Rapid urbanization throughout much of Asia threatens the individual caught up in this process with psychic shock. Torn from the traditional security of a family-centered rural way of life, he is compelled to make his way in a strange, new, uneasy and demanding environment. The human cost is apparent in the growing number both of mental cases and juvenile delinquents.
As Dr. PHON SANGSINGKEO has observed, "Societies have a threshold of tolerance for rate of change which, if exceeded, must lead to some measure of social disorganization." He had made it his professional life concern to ameliorate the human price of this transformation.
Care of the mentally ill has progressed greatly since the late 19th century when in Thailand, as often elsewhere, treatment consisted of placing the afflicted in chains or locking them in small barred rooms, and administering holy water and decoctions of snuff. Today, Thailand has eight major mental institutions providing hospitalization, neurological treatment and enlightened care for mentally retarded individuals. Mental health clinics attend to outpatients and provide child guidance, aided by psychiatric units in general hospitals and mobile psychiatric units. In pleasantly designed mental hospitals named after flowers, therapy includes participation in farming, furniture making and other crafts. Although there still is scope for improved curative treatment, including acceptance of psychiatry as a vital field of medicine, emphasis now is upon prevention and mental health education.
Since he first trained to become a doctor in Thailand, except for tours of graduate study in psychiatry in the United States and Europe, Dr. PHON, now 59, has devoted his talents to government service.
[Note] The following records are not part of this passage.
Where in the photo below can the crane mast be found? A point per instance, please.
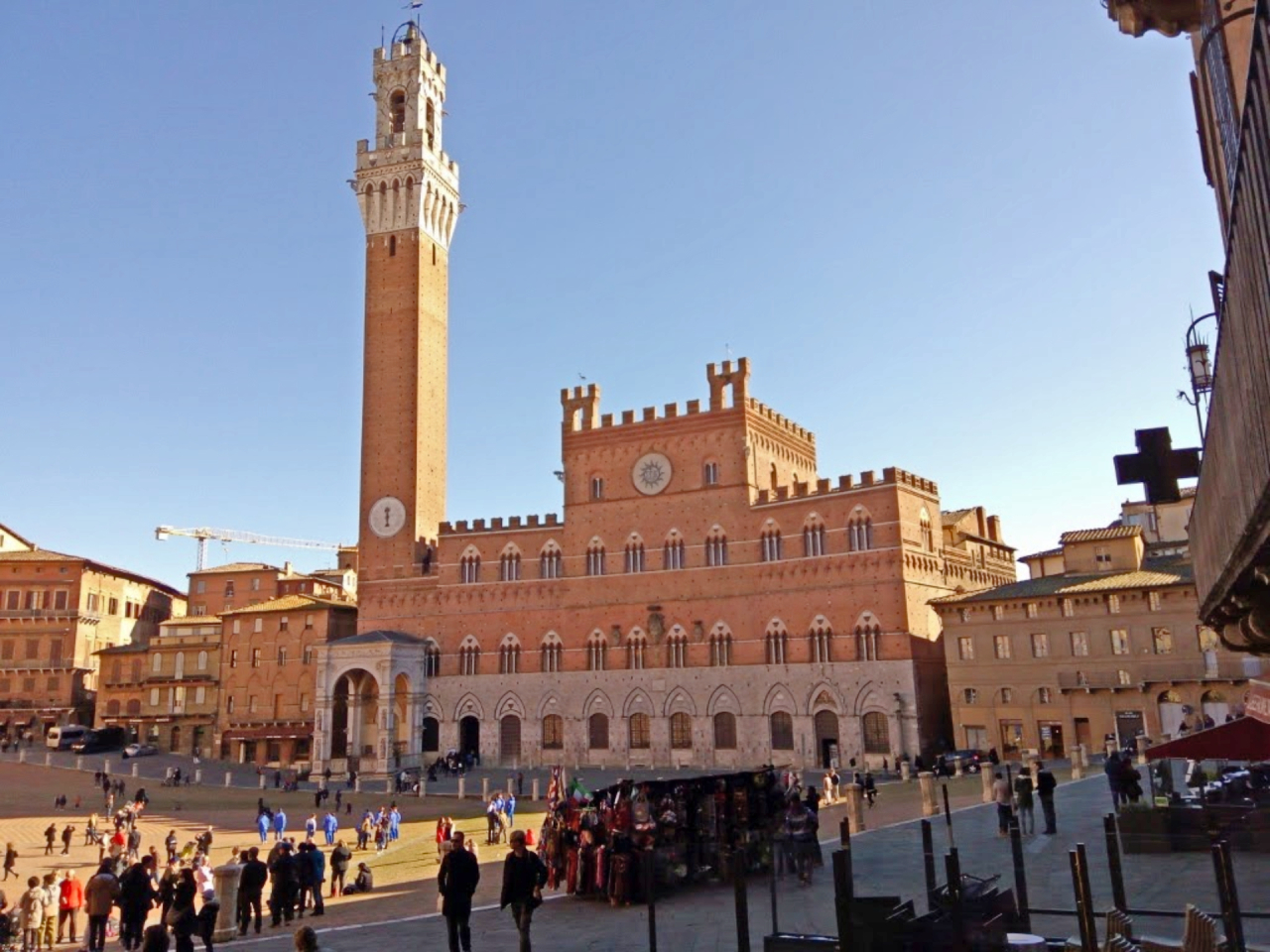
(203, 535)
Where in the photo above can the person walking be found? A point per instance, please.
(100, 893)
(339, 860)
(250, 890)
(137, 897)
(1046, 784)
(1024, 803)
(456, 881)
(70, 900)
(31, 914)
(286, 885)
(53, 896)
(1001, 796)
(1114, 769)
(524, 879)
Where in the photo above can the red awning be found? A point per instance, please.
(1245, 739)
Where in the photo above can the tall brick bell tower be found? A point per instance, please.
(408, 191)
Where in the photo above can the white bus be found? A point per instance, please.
(63, 738)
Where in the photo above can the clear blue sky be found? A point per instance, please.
(965, 245)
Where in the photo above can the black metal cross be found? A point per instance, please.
(1157, 466)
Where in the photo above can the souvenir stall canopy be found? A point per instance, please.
(620, 842)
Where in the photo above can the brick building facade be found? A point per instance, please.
(1102, 640)
(706, 597)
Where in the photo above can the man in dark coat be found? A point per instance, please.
(286, 887)
(250, 890)
(456, 881)
(524, 878)
(137, 895)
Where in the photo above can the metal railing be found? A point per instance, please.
(1229, 521)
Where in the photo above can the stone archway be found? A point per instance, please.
(509, 740)
(468, 735)
(354, 716)
(826, 744)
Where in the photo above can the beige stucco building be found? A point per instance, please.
(1103, 639)
(56, 613)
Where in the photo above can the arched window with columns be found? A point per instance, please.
(860, 531)
(677, 649)
(509, 655)
(597, 652)
(813, 537)
(636, 649)
(509, 565)
(553, 652)
(635, 555)
(716, 547)
(468, 656)
(595, 557)
(776, 644)
(720, 647)
(550, 561)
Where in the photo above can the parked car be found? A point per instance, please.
(100, 740)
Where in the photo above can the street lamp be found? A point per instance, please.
(1201, 367)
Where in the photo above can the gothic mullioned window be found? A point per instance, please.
(813, 538)
(595, 558)
(860, 532)
(776, 645)
(725, 730)
(634, 556)
(468, 657)
(770, 546)
(677, 652)
(822, 643)
(397, 107)
(509, 566)
(636, 647)
(597, 653)
(781, 725)
(672, 552)
(716, 548)
(550, 562)
(639, 733)
(509, 656)
(720, 648)
(681, 731)
(553, 653)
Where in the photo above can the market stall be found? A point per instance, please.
(620, 842)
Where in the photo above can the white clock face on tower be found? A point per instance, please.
(652, 474)
(386, 517)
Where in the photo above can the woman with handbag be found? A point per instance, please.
(524, 878)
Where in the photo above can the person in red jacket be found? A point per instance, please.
(71, 900)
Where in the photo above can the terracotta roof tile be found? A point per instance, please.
(1153, 574)
(1110, 532)
(290, 603)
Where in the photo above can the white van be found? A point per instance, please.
(63, 738)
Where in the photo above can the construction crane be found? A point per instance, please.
(203, 535)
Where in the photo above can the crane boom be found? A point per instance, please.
(204, 534)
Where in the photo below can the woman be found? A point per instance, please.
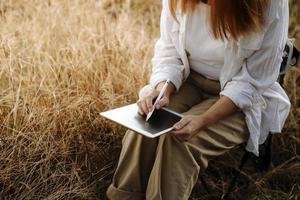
(223, 59)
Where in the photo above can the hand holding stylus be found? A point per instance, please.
(145, 102)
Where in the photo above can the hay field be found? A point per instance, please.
(62, 62)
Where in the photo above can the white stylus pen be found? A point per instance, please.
(161, 93)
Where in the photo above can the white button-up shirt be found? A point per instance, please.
(248, 76)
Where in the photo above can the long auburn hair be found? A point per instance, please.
(228, 17)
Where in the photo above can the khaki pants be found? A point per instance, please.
(164, 168)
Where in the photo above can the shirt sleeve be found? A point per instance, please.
(263, 55)
(166, 62)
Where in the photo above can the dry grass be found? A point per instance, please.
(62, 62)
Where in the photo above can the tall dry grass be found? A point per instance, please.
(62, 62)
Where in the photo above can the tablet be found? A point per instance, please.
(160, 122)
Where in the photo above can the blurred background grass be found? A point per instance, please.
(62, 62)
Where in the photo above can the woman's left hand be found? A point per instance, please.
(188, 126)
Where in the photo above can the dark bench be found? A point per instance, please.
(290, 59)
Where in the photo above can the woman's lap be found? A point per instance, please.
(166, 160)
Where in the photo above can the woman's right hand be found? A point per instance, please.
(145, 102)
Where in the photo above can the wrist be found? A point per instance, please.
(170, 89)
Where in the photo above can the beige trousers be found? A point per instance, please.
(164, 168)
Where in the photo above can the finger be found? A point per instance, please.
(182, 137)
(163, 102)
(149, 102)
(182, 123)
(140, 112)
(144, 107)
Beginning as a local community health doctor at Sakolnakorn in northeastern Thailand in 1930, he moved on to direct the Mental Hospital in Thonburi and become chief of the Mental Hospital Division in the Ministry of Public Health. Recognition abroad led to his election as president of the World Federation of Mental Health in 1961. The following year he was named Director-General of the Department of Medical Services and in 1964 became Undersecretary of State for Public Health.
Associates and friends affectionately remark that Dr. PHON has been "cool" like "rain" — the meaning of his name — in his approach to the mentally ill. In shaping development of his country's mental health services and encouraging the men and women who staff them, he has combined traditional cultural practices and values with modern techniques. The institutions and methods of care for the mentally afflicted and the preventive education established under his vision and guidance are helping his people make the transition toward modernization with minimal human cost.
In electing PHON SANGSINGKEO to receive the 1966 Ramon Magsaysay Award for Government Service, the Board of Trustees recognizes his farsighted design in creating and staffing superior mental health services for his country.